National Semiconductor Corp. plans to lay off 500 employees and sell its information appliance division in an effort to cut costs, the company said in a release Thursday. The move would take National Semiconductor out of the market for wireless baseband and set-top box processors.
Employees in the Santa Clara, Calif., company’s support, product development, and manufacturing division will be affected by the decision to eliminate the positions. National Semiconductor’s total worldwide headcount is about 10,000.
The company will solicit buyers for its Geode family of products, which has not delivered enough returns to justify continued research and development spending, said Brian Halla, National Semiconductor’s chairman, president, and chief executive officer, in a statement. Geode processors are used in set-top boxes for digital television, thin-client computers, and consumer access devices such as Microsoft Corp.’s Smart Displays. National Semiconductor’s main focus is a number of analog processors that are used in imaging and audio amplifier products, among other things.

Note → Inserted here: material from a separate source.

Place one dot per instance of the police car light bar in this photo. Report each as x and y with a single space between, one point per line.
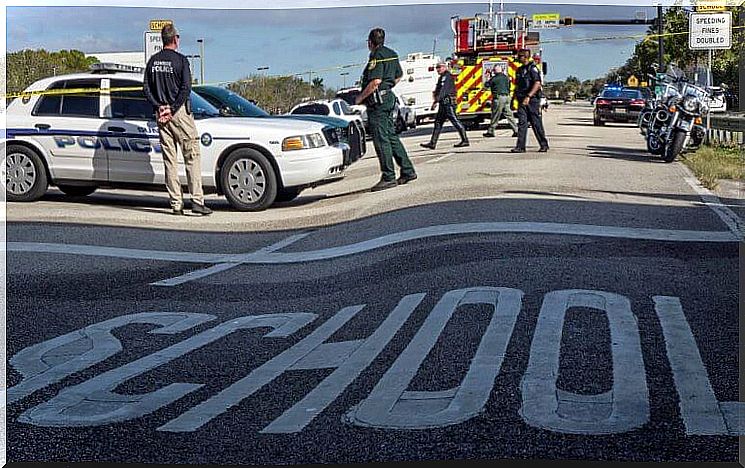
114 67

As part of the announcement, the company also said that Taiwan Semiconductor Manufacturing Co. (TSMC) is now its primary supplier of silicon wafers for products built on .15-micron process technologies or lower, it said. The long-term agreement allows National Semiconductor to free up capital that would have been used to build a 300mm fabrication plant, an extremely expensive undertaking.
Many semiconductor companies are moving to 300mm wafer production, which allows more chips to be cut from a silicon wafer but requires significant start-up costs.
National Semiconductor expects the strategies to save the company about US$15 million a quarter starting in the company’s fourth quarter, which ends on May 25. It will report its earnings for its third quarter, the period ending February 23, on March 6.